IV. Specific Chemicals causing Morbidity.  Many other chemicals have shown that they can cause illness with percutaneous absorption.  Some important ones are listed below.  See previous reviews for details (Freeman and Maibach, 1991; Andersen, 1999; Birmingham, 1980; Loomis, 1980).

a. Selenium (sulfide) shampoo shows nonspecific illness (weakness, dizziness, nausea, perspiration, drowsiness etc.) with improper use 2-3 times weekly for 8 months.

b. Nitroglycerin is used in a transdermal devices for angina. It can cause illness in workers in dynamite manufacturing.

c. Glycol ethers are volatile solvents that cause hematopoetic suppression. They were used to replace xylene in the workplace and caused illnesses.

d. Inorganic mercury causes renal toxicity.

e. Alkyl lead is a gasoline additive that can cause neurotoxicity.
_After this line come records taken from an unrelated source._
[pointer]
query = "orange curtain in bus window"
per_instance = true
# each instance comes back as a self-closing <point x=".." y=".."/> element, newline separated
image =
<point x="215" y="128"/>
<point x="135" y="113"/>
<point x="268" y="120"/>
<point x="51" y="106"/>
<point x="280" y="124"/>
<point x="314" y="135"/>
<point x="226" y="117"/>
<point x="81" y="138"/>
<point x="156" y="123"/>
f. Boric acid is absorbed through intact skin and causes gastrointestinal lesions.

g. Diethyl-m-toluamide (DEET) is an insect repellent.  It causes CNS problems.

h. Alcohols are used in alcoholic compresses and cause CNS depression.

i. Benzocaine ointment causes methemoglobinemia.

j. Lindane has caused seizures after only 2 treatments in children.

k. Other topical drugs, like antibiotic sprays, have systemic effects.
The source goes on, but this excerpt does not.